Hoy muchos exámenes parecen pruebas olímpicas pues igual que en ellas la cuestión primordial es responder a muchas preguntas y ejercicios en el menor tiempo posible. Como un atleta que sabe antes de correr los cien metros lisos que le será muy difícil llegar entre los primeros, el alumno también sabe de antemano que le va a resultar muy difícil completar a tiempo el examen. Esta parece ser una especialidad de las carreras científico-técnicas donde el prurito de la enorme dificultad de sus enseñanzas parece dominar a muchos docentes, que lo justifican con los bajos porcentajes de aprobados que tienen sus asignaturas. Obviamente y con el uso del cronómetro consiguen que muchos estudiantes fracasen, se desmotiven y puede ser que decidan irse a otras carreras más "fáciles". Uno pensaba que el examen ha de servir para verificar cuánto conocimiento ha adquirido el alumno o cómo son sus capacidades y que por eso mismo ha de disponer de tiempo suficiente para llegar hasta el final sin presión ni interferencia. Un profesor debe calcular con estos parámetros el tiempo que concede a sus alumnos para realizar un examen y si constata que la proporción de todos ellos que no ha podido completarlo a tiempo es alta, ha de pensar que algo no funciona y que esa es su responsabilidad.

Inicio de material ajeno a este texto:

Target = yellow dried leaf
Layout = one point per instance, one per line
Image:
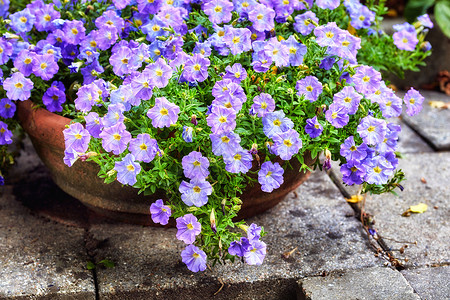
(439, 104)
(355, 199)
(419, 208)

Todos estos vicios tan arraigados entre algunos docentes universitarios, no ayudan a la formación de los estudiantes y en algunos casos contribuyen a su falta de motivación y al consiguiente fracaso. La excelencia, tan ensalzada hoy en día, no debería ser el resultado de una carrera de velocidad en pos de un récord, sino la consecuencia lógica y proporcional al esfuerzo de un estudiante bien formado y que ha sido evaluado de una forma sensata. Lo contrario no es sino la "funesta manía" de examinar repetidamente y a toda velocidad.